All Hallows: Suffolk trust closure 'will devastate patients'
- Published
The closure of a cash-strapped hospital trust will devastate patients who rely on its services, families have said.
All Hallows Healthcare Trust in Suffolk faces closure as it can no longer balance the books.
Jaime Larter, whose father Peter Leggett, 84, uses its day care centre, said the closure would leave him feeling "like he's lost family".
South Norfolk MP Richard Bacon said it was likely the care would continue but from a different provider.
Ms Larter said staff at the trust, which runs a 30-bed hospital and day care centre in Ditchingham, Norfolk, as well as a 50-bed nursing home in nearby Bungay, had "brought him out of himself".
"All Hallows, to my dad, is everything," she said.
"He's built up such a rapport with the people who work there.
"To lose those people out of his life, it's going to feel to him like he's lost family."
Care commissioners are now trying to find another company to run or replace the services All Hallows provides to more than 250 people every day.

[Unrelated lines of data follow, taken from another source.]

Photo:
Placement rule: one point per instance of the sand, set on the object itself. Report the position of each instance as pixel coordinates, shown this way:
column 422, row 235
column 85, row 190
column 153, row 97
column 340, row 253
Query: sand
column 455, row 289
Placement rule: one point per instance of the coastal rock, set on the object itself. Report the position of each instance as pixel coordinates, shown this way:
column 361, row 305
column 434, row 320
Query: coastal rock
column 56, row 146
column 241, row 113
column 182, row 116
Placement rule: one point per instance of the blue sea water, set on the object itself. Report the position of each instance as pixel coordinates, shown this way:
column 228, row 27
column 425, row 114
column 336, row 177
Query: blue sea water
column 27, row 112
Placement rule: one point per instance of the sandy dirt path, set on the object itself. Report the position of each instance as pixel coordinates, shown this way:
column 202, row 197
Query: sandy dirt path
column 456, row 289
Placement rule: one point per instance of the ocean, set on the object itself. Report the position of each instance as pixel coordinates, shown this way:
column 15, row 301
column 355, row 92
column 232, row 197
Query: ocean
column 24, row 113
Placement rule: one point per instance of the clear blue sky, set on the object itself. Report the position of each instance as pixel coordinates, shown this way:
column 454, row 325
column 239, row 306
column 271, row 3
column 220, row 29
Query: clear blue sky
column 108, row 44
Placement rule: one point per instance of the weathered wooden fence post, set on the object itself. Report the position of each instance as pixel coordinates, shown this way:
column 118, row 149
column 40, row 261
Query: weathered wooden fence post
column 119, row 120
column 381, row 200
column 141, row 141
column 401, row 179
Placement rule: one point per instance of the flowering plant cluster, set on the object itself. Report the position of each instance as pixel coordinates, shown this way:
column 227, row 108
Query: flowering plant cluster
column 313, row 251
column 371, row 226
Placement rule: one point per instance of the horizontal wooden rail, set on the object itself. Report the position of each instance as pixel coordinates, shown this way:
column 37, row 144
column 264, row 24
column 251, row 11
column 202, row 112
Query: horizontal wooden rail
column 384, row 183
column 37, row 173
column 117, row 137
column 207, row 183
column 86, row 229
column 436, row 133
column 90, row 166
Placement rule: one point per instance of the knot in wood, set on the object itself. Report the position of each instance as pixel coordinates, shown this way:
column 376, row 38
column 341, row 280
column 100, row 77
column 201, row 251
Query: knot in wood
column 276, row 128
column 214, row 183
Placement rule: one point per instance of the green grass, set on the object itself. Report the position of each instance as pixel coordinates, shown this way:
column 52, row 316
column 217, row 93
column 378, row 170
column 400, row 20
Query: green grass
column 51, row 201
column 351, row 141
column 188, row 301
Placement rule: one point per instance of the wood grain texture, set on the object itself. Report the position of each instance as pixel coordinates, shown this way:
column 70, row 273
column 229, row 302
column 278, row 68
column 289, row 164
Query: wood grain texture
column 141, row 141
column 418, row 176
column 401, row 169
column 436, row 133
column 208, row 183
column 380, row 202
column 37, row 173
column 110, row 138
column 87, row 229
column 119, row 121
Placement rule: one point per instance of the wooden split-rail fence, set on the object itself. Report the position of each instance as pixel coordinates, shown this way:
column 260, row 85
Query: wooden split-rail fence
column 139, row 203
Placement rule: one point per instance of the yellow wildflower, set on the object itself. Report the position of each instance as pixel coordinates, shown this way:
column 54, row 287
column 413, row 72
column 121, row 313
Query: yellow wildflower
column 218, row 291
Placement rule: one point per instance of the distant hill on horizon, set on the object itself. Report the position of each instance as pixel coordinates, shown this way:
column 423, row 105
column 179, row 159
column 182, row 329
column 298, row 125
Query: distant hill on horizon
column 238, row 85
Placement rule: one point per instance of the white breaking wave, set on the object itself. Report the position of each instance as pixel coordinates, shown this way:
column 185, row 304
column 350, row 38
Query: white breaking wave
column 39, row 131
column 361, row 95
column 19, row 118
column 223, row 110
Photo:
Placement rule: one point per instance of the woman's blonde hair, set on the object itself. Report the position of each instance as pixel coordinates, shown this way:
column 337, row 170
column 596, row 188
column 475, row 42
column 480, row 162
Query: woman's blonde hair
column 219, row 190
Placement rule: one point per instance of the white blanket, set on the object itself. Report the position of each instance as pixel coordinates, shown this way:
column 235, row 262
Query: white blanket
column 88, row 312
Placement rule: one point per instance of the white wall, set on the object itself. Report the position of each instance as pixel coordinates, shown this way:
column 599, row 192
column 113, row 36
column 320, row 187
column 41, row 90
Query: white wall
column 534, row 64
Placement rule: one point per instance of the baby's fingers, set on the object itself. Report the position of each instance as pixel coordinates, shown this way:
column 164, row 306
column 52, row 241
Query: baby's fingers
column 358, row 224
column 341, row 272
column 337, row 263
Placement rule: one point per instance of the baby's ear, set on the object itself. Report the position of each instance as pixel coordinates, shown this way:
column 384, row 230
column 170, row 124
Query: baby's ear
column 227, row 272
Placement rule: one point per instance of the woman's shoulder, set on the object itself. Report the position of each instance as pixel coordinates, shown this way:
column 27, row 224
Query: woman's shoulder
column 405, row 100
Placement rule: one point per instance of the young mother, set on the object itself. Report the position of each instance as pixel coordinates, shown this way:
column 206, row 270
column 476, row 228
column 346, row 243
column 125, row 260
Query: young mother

The trust also employs 280 people, who face losing their jobs.
Mr Bacon said he was confident a solution would be found.
"The commissioners have a statutory responsibility to make sure that the people who are currently getting care from All Hallows continue to do so," he said.
"It's just that it's not going to be this current trust that's providing them."
A petition to save All Hallows started has gathered more than 1,300 signatures within 24 hours, and there has been support on social media.
On Facebook, Sarah Clark said: "Absolutely devastating for the local elderly community, so many services that will affect people's lives."
Others shared memories of the care family members had received.
The charitable trust said it had no option but to close as "reserves are running out".
It can trace its history to 1872, when Lavinia Crosse - known as Mother Lavinia - set up a hospital in a cottage in Ditchingham.